Mancano meno di due mesi a Natale ma il clima di incertezza rischia di condizionare i profitti soliti del periodo. A lanciare l’allarme è il Rapporto Censis Confimprese che stima un crollo dei consumi, qualora a causa della pandemia in corso si andasse verso un nuovo lockdown nel periodo natalizio, che costerebbe all’Italia una perdita di ben 25 miliardi di consumi.
Il valore sociale dei consumi, questo il titolo dell’ultimo rapporto dell’istituto di ricerca realizzato con il contributo di Ceetrus, stima un crollo dei consumi totali, considerando il primo lockdown e le perdite già derivanti da esso, pari a 229 miliardi di euro, a cui farebbe seguito una perdita di 5 milioni di unità di posti di lavoro.

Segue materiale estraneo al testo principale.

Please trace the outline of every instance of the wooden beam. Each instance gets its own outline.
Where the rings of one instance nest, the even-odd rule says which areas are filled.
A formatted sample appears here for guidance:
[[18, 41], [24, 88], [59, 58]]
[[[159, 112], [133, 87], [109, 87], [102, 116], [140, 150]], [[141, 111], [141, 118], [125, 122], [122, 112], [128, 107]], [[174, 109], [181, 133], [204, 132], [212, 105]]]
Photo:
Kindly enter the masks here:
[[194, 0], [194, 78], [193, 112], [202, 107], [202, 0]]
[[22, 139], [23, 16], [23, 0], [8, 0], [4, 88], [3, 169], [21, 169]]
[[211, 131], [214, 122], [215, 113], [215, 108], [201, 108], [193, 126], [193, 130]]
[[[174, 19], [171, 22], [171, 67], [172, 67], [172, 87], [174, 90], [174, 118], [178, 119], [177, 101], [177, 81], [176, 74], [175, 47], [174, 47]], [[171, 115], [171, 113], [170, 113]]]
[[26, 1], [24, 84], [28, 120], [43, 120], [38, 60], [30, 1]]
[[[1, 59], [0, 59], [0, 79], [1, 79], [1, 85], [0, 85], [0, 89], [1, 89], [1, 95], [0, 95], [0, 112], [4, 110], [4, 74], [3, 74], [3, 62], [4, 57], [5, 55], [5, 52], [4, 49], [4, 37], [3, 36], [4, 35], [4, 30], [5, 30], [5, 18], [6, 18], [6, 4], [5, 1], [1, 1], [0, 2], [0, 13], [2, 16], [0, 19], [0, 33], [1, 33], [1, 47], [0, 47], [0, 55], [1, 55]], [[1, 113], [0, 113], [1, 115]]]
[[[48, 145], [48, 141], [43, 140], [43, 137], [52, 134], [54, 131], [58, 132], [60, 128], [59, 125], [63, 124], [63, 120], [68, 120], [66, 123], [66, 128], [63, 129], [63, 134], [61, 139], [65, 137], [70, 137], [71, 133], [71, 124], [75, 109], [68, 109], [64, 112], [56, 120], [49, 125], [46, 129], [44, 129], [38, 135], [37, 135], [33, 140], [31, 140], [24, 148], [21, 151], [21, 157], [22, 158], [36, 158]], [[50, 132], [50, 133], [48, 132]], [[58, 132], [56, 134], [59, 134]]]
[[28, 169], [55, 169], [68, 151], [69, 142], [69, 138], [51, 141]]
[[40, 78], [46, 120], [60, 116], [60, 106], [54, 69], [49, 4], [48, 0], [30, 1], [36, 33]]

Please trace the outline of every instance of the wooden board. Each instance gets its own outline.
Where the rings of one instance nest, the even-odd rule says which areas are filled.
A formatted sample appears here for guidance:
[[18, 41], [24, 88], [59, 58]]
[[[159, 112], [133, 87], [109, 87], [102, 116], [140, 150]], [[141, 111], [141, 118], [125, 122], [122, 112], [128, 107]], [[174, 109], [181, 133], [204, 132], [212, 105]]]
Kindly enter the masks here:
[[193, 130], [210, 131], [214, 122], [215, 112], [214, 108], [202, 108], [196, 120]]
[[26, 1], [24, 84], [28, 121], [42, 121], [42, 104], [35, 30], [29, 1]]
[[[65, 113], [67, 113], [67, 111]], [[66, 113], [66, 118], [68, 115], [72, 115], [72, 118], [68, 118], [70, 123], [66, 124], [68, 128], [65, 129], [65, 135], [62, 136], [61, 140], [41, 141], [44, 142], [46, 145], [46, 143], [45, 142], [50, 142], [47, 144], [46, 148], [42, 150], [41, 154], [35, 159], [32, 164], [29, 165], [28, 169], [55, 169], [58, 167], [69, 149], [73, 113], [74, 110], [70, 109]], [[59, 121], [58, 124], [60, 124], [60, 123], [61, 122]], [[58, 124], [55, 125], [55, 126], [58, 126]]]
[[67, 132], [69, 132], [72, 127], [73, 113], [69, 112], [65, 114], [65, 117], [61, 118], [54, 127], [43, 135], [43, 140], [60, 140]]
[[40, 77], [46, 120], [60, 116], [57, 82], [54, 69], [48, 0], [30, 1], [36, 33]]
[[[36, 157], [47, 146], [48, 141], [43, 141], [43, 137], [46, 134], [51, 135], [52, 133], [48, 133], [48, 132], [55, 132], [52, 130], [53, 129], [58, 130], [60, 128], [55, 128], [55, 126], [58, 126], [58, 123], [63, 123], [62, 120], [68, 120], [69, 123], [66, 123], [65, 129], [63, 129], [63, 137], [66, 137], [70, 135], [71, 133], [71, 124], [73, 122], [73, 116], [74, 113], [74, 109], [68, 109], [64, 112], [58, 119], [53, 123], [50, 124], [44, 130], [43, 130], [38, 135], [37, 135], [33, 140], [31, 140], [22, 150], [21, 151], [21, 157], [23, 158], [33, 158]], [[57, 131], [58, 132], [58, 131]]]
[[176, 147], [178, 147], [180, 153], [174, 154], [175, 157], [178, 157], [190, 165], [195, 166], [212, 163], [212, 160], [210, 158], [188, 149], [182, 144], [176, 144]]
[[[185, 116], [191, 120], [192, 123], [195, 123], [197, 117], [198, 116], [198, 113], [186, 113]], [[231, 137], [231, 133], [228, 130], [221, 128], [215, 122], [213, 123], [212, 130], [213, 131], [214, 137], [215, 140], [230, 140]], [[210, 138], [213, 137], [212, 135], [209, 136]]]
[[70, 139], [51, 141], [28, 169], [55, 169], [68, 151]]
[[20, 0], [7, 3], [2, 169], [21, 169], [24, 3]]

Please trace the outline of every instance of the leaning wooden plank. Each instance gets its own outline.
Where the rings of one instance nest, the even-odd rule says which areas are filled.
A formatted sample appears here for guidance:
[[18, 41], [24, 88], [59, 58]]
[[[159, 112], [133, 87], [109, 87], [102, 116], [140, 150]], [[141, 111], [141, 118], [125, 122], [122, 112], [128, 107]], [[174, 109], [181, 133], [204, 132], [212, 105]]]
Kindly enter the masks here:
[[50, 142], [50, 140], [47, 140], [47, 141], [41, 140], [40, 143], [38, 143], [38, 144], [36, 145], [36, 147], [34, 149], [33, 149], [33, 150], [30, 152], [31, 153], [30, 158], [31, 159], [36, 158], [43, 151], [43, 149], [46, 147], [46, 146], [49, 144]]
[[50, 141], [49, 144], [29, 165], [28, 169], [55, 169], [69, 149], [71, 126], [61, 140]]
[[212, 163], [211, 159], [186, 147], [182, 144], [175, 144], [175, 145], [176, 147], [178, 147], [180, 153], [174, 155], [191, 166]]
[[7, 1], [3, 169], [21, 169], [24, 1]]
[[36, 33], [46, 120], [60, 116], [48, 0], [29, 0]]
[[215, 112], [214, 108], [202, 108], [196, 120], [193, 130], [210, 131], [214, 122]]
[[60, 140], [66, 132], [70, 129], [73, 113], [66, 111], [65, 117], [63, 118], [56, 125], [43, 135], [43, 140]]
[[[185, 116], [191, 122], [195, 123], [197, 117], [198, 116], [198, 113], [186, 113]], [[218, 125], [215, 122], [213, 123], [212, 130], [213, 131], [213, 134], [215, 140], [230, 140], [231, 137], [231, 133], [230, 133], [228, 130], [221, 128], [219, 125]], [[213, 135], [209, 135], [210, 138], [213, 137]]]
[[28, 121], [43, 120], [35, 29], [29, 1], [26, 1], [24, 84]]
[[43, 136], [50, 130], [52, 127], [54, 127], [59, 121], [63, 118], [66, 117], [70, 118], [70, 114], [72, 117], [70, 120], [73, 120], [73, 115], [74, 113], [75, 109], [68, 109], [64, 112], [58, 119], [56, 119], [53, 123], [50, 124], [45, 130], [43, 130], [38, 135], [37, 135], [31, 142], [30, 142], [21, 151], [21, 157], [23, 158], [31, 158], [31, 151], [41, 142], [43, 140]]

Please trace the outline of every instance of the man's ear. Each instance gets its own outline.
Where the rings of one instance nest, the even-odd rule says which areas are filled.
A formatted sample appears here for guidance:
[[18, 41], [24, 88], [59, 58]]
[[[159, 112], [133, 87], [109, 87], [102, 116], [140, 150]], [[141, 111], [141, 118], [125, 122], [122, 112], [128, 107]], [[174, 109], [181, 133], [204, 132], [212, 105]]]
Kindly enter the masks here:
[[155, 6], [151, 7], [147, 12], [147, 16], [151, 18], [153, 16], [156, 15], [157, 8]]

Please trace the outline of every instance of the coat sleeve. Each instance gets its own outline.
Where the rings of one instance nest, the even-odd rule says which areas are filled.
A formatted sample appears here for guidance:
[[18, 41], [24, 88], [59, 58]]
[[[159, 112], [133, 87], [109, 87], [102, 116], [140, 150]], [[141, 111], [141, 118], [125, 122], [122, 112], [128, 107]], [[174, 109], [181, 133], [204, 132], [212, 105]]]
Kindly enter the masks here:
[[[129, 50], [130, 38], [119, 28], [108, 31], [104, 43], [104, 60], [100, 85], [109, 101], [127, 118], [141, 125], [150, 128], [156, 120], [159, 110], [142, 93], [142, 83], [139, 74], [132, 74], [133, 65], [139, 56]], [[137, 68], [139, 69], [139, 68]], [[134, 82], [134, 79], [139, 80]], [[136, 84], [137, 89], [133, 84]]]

Una situazione drammatica specie per alcune categorie di lavoratori, già messi a dura prova dal primo blocco forzato a marzo, ed ora nuovamente messi ‘in ginocchio’ dalle nuove misure restrittive pensate dal Governo per cercare di contenere questa seconda ondata pandemica. Si pensi ai lavoratori del turismo, ai ristoratori, costretti a chiudere alle 18, nel pieno della loro attività, ai gestori di palestre e piscine, che hanno fatto di tutto e speso denari per adattarsi alle norme imposte per la riapertura, e che oggi si trovano nuovamente ‘ a porte chiuse’, si pensi a chi vive di convegni, di fiere, ai lavoratori dello spettacolo. A questo si aggiunge la paura del domani, intesa come insicurezza economica, e del contagio che frena inesorabilmente i consumi ed induce le famiglie a risparmiare per fare fronte alle ristrettezze economiche che deriveranno dal contraccolpo determinato dagli effetti economici del Covid 19.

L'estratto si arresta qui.